Where is the problem? May you post the error messages?

 *andrewd18 wrote:*   

> I know UDEV doesn't work well with hardened right now. How would I go about upgrading to devfs?

 

AFAIK devfs support will be removed in 2.6.13.

----------

## andrewd18

 *Quote:*   

> The Gentoo Linux initialization scripts have detected that your system does not suppport DEVFS or UDEV. Since Gentoo Linux has been designed with these dynamic /dev managers in mind, it is highly supggested that you build support for it into your kernel. http//wwww.gentoo.orgt/doc/en/handbook

 

That's the "error". While the system works just fine, I'd rather not be two generations back on my /dev...

~~ Andrew D.

----------

## dgaffuri

I would upgrade to udev, as I said devfs support will be almost surely removed in 2.6.13. You may take a look at

http://www.gentoo.org/doc/en/udev-guide.xml

----------

## andrewd18

Well, sure, but I'm running Hardened Gentoo, not regular, and UDEV I know for sure doesn't work. Talked to some of the guys on #gentoo-hardened.

~~ Andrew D.

----------

## dsd

udev works just fine on hardened-sources-2.6 - however you are correct in saying it wont work on hardened-sources-2.4, which is still the hardened default i believe..?

----------

## andrewd18

 *Quote:*   

> udev works just fine on hardened-sources-2.6 - however you are correct in saying it wont work on hardened-sources-2.4, which is still the hardened default i believe..?

 

Well, I've got kernel 2.6.11-hardened-r15.... so you're saying it should work....

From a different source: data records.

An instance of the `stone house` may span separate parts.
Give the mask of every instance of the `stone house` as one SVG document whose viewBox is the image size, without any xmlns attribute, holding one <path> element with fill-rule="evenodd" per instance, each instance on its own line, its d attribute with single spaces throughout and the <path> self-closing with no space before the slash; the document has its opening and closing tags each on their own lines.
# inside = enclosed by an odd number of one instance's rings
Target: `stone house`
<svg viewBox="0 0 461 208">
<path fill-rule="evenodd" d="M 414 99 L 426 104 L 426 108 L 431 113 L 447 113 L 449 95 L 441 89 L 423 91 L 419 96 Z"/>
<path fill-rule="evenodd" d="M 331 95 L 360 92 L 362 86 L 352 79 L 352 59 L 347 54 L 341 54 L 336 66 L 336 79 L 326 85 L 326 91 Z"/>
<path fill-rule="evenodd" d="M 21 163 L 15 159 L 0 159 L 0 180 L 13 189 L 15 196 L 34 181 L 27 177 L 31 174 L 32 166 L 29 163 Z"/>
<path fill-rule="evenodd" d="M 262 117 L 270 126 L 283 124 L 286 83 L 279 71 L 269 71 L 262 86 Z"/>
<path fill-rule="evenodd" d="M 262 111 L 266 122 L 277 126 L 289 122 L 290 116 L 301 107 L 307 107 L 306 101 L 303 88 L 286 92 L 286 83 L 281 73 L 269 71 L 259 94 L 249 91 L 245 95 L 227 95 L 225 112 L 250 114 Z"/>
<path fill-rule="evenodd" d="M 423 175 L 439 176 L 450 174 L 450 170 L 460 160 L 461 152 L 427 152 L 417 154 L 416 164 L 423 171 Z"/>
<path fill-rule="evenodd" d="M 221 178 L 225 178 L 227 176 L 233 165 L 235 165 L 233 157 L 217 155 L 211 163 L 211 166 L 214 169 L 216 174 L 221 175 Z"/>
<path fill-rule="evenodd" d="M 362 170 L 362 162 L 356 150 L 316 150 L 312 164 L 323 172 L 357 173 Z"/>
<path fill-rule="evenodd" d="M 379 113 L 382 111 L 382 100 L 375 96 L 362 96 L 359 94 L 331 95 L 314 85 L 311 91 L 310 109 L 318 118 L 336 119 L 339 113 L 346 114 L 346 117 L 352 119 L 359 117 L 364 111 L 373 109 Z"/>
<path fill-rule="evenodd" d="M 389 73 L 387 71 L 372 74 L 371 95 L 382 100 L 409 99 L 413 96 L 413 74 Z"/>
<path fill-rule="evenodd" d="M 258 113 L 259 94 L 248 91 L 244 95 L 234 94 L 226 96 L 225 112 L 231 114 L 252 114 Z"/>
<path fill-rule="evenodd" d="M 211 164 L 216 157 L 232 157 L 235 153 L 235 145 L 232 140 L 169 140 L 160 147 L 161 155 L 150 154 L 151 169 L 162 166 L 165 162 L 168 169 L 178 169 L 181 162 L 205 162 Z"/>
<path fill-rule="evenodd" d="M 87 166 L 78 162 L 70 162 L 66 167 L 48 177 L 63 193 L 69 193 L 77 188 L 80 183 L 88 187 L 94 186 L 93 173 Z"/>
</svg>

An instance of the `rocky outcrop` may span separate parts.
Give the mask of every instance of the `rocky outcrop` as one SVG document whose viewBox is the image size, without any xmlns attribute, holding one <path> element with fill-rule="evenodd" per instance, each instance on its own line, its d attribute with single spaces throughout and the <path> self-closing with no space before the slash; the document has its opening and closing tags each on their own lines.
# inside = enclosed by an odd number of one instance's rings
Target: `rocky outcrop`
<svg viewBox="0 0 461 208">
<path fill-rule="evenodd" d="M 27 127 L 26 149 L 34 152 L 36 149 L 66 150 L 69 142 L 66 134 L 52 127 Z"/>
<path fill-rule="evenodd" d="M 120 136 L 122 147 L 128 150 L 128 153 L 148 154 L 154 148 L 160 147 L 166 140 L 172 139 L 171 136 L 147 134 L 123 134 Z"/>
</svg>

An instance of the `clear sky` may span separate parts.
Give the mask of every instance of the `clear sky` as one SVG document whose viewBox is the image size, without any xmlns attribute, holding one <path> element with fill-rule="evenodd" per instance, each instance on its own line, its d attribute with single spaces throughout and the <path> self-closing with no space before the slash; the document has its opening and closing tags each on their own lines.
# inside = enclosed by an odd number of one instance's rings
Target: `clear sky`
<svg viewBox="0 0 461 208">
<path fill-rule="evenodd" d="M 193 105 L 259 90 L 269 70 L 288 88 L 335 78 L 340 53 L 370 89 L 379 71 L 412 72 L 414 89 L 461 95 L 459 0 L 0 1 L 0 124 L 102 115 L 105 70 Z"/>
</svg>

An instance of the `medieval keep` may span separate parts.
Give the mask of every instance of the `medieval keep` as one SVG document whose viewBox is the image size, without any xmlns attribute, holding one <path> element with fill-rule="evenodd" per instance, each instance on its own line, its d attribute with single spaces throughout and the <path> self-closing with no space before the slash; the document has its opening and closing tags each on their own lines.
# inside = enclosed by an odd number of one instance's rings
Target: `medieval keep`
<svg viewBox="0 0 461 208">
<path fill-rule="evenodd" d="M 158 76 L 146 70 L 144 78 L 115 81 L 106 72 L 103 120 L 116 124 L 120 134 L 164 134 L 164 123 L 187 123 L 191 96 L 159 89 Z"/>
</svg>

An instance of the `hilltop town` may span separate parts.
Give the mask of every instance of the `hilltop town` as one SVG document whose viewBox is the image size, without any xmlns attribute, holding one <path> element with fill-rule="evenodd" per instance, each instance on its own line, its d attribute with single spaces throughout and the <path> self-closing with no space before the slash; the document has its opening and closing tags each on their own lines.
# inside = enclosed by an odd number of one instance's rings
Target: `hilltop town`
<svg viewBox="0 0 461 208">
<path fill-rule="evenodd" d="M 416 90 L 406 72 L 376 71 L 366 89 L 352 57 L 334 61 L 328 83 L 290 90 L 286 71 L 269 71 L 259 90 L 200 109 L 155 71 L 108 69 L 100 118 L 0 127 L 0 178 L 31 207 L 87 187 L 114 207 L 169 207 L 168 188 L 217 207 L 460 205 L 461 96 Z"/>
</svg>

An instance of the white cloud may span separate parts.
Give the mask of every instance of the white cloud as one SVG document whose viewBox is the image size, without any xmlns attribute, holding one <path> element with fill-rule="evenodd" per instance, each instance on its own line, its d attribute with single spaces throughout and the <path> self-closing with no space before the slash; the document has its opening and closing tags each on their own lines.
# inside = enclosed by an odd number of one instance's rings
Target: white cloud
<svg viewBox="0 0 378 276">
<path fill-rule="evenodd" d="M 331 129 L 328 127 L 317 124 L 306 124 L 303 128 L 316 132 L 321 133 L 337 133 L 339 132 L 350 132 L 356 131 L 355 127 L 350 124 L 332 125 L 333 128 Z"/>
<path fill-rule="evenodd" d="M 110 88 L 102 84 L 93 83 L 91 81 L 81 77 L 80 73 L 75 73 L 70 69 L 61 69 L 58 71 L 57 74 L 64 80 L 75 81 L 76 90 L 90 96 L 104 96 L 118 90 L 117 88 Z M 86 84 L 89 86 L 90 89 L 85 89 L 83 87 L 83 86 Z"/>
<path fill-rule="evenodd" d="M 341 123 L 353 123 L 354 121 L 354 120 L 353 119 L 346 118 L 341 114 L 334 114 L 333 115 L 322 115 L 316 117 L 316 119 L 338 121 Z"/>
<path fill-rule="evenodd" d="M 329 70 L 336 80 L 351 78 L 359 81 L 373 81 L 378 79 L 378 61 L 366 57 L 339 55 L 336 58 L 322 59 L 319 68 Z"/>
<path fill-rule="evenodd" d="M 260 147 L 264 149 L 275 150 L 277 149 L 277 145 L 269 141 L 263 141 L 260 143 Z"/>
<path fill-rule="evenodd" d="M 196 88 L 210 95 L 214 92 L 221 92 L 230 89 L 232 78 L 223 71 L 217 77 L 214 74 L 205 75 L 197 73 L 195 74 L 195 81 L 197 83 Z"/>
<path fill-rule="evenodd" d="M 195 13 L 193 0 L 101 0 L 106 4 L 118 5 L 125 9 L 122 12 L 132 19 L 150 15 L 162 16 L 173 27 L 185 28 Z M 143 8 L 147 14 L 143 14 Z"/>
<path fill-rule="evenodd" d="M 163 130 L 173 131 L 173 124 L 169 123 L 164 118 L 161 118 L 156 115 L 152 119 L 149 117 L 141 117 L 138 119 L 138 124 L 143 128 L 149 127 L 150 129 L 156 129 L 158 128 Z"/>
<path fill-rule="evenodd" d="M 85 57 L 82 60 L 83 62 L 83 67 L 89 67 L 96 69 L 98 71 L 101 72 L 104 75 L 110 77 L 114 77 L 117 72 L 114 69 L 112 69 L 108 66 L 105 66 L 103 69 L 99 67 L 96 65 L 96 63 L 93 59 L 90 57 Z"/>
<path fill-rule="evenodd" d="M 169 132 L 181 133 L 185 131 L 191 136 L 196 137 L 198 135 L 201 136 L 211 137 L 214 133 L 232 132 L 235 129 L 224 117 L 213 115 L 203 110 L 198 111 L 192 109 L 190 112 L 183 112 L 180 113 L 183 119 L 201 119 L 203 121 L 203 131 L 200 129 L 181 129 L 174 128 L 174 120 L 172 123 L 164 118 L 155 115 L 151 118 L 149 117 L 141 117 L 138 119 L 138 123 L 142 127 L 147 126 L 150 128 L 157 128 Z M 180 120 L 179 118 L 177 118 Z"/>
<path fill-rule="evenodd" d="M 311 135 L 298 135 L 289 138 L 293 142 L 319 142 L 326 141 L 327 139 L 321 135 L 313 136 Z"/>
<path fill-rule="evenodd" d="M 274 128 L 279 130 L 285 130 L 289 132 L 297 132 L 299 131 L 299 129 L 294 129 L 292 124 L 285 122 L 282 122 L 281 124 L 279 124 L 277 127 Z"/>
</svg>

Oh, I remember now what the issue was. UDEV isn't SELinux compatible yet! That's why I didn't choose UDEV when installing it. But I've got SELinux in permissive mode right now until I figure out all my avc errors so... maybe by the time I get around to switching to enforced UDEV'll be ready...

Is it worth a shot?

~~ Andrew D.

----------

## dsd

yes, as pretty soon you wont have any other choice

----------

## andrewd18

UDEV is now marked as stable on hardened Gentoo. I'll be updating sometime in the next few weeks, and I'll post here if I see anything horribly awful.  :Smile: 

~~ Andrew D.

----------